Now, although they do not include the actual data in the paper for some reason, this paragraph clearly says that ‘there was no significant modafinil effects on self-reported rates of cocaine use.’ This means that the people in the modafinil and the placebo groups said they used similar amounts of coke during the study. If you read the Abstract of the paper, this fact is left out altogether. It is also left out of the Discussion section of the paper. Yet, the conclusion in the Abstract and in the paper itself says the opposite, ‘Nevertheless, we did find that modafinil significantly improved cocaine abstinence in this randomized, controlled pilot study, suggesting that further research should be conducted to determine whether modafinil might become a first-line treatment for cocaine dependence.’
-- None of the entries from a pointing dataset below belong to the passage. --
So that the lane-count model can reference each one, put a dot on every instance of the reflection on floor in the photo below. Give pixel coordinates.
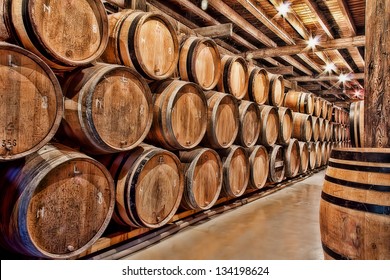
(281, 226)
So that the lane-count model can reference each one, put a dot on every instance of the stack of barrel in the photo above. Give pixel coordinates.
(96, 130)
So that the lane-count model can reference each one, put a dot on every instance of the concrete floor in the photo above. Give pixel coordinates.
(281, 226)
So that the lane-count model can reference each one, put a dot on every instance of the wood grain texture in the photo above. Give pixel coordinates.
(31, 103)
(203, 178)
(179, 115)
(55, 204)
(200, 62)
(354, 210)
(108, 108)
(64, 34)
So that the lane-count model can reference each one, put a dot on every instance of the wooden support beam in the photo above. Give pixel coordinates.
(342, 43)
(216, 31)
(377, 85)
(283, 70)
(352, 76)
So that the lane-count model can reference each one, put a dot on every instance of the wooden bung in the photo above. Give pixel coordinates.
(31, 103)
(65, 34)
(55, 204)
(108, 108)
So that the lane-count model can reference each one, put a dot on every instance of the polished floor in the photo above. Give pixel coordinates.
(281, 226)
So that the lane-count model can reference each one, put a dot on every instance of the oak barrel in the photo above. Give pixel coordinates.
(65, 34)
(355, 205)
(200, 62)
(149, 186)
(302, 127)
(276, 164)
(258, 85)
(55, 204)
(292, 158)
(276, 90)
(108, 108)
(203, 178)
(234, 76)
(249, 125)
(31, 103)
(269, 125)
(179, 115)
(222, 120)
(285, 125)
(145, 41)
(259, 166)
(236, 171)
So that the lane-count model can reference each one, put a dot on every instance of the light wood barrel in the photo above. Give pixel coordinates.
(200, 62)
(269, 120)
(298, 101)
(302, 127)
(355, 205)
(292, 158)
(276, 90)
(149, 186)
(285, 125)
(179, 115)
(249, 125)
(304, 157)
(276, 164)
(55, 204)
(203, 178)
(108, 108)
(65, 34)
(222, 120)
(356, 122)
(31, 103)
(259, 166)
(145, 41)
(258, 85)
(236, 171)
(234, 76)
(312, 155)
(315, 129)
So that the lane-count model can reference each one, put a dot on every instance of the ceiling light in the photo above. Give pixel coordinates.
(284, 8)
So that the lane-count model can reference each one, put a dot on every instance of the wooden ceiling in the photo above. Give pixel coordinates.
(262, 34)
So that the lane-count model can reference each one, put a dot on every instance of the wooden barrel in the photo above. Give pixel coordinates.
(276, 90)
(355, 205)
(356, 123)
(31, 103)
(259, 166)
(203, 178)
(299, 101)
(302, 127)
(149, 186)
(65, 34)
(222, 120)
(269, 122)
(200, 62)
(108, 108)
(145, 41)
(304, 157)
(258, 85)
(312, 155)
(315, 128)
(285, 125)
(292, 158)
(249, 125)
(317, 147)
(55, 204)
(234, 76)
(179, 115)
(236, 171)
(276, 164)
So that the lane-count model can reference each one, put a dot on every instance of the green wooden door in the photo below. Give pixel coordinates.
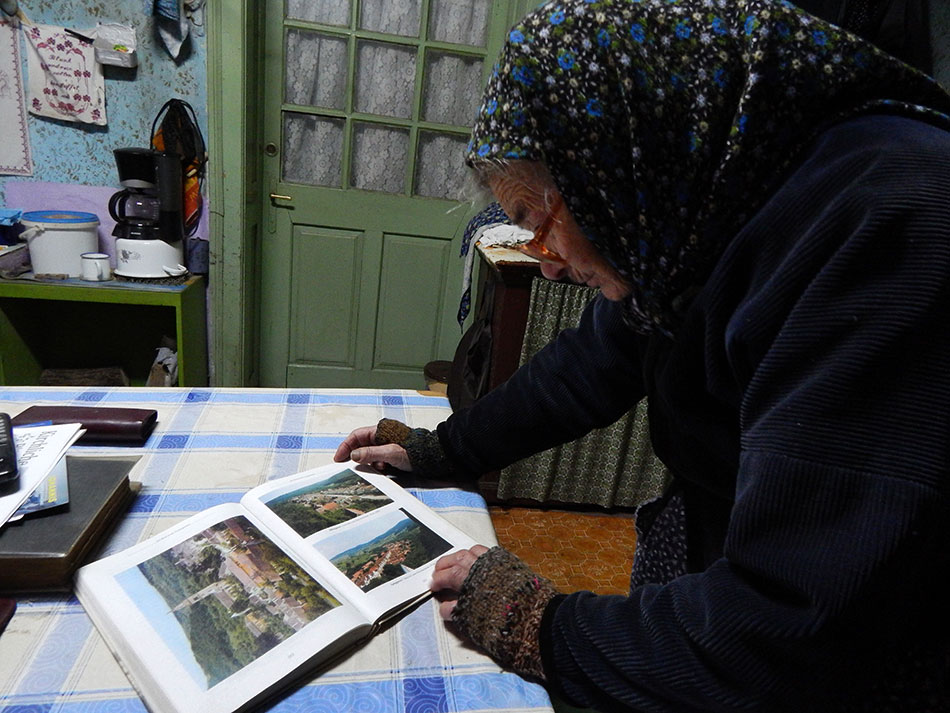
(367, 107)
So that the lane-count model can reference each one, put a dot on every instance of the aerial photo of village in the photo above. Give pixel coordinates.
(383, 549)
(234, 595)
(329, 502)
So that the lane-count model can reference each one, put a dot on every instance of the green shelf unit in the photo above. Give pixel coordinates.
(76, 325)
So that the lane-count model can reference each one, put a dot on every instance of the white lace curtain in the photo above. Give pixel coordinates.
(316, 75)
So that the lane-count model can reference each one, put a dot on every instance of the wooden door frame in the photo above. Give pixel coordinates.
(235, 58)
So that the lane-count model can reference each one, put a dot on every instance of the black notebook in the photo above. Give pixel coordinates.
(41, 553)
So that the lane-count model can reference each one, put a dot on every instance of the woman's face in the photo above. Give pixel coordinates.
(526, 194)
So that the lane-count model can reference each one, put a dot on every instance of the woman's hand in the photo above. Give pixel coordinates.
(360, 446)
(450, 572)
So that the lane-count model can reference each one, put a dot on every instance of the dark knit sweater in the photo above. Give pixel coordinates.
(804, 409)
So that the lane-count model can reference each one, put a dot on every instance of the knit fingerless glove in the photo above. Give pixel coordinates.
(422, 446)
(500, 607)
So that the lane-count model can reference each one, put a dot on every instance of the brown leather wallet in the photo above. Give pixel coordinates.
(104, 425)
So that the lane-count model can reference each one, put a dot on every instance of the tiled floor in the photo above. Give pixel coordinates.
(575, 550)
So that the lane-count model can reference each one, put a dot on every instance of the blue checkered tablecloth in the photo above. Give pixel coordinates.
(211, 446)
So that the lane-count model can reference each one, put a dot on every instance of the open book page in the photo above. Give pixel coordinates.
(367, 535)
(212, 613)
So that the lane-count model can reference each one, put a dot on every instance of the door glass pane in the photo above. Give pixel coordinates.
(461, 21)
(440, 165)
(394, 17)
(315, 69)
(380, 155)
(313, 150)
(329, 12)
(452, 88)
(384, 79)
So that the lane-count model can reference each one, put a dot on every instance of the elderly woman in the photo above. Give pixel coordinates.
(764, 202)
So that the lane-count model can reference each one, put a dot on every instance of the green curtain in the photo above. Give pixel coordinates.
(610, 467)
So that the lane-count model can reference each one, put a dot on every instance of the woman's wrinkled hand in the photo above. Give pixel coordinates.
(450, 572)
(360, 446)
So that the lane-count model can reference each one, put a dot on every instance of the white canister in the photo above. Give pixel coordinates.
(58, 238)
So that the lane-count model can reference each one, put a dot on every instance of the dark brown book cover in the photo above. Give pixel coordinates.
(41, 553)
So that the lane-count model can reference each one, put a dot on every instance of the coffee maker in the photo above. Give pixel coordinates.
(149, 223)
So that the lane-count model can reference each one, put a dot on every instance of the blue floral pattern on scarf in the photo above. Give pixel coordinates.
(665, 122)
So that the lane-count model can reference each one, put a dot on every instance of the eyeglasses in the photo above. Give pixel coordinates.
(535, 247)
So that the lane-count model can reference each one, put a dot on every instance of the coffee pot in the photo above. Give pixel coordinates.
(149, 223)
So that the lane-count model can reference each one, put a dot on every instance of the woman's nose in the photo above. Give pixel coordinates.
(554, 270)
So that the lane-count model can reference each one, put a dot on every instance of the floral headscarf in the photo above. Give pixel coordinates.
(664, 122)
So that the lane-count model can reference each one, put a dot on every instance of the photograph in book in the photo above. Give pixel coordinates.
(382, 549)
(224, 597)
(341, 497)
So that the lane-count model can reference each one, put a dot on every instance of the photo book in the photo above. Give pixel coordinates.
(220, 611)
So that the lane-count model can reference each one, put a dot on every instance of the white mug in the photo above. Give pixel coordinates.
(96, 267)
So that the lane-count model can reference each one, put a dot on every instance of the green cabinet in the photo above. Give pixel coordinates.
(74, 325)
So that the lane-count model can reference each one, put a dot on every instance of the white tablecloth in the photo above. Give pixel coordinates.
(211, 446)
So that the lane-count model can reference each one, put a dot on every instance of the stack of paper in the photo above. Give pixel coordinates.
(40, 451)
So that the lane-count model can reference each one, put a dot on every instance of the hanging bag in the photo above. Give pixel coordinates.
(175, 130)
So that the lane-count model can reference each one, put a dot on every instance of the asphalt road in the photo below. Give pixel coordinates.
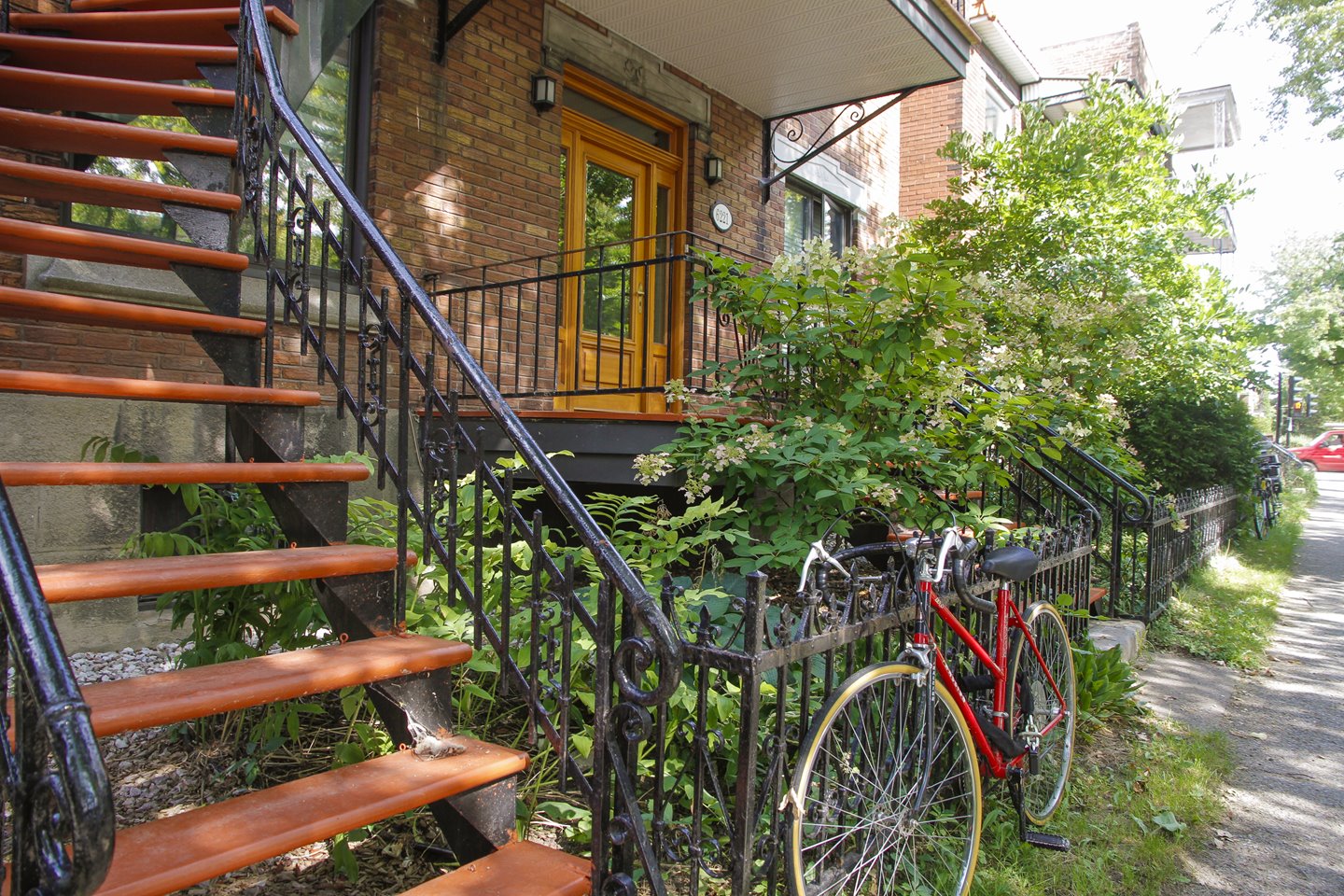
(1285, 835)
There was a discrepancy between the urine results that showed some effect of Modafinil and the self-reporting of cocaine use and the money spent on cocaine by the subjects that did not show any effects of modafinil. This result was never mentioned in the Abstract or Discussion of the paper. Thus, people reading the Abstract or the Discussion and Conclusion would miss this result. Apparently your peer reviewers missed this result too. This discrepancy is needed to be explained in the paper because I believe the subjects, who, if they were being dishonest about their coke use, would minimize their use of cocaine in a study like this rather than maximize it, more than the urines in this case. The authors not only made no attempt to explain the discrepancy but ignored it altogether. The peer reviewers should have insisted that the discrepancy be resolved either by showing that the urine tests were erroneous or that the subjects, when asked again about their coke use, admitted lying about it, lying about using more coke than they actually did, something I have never heard of.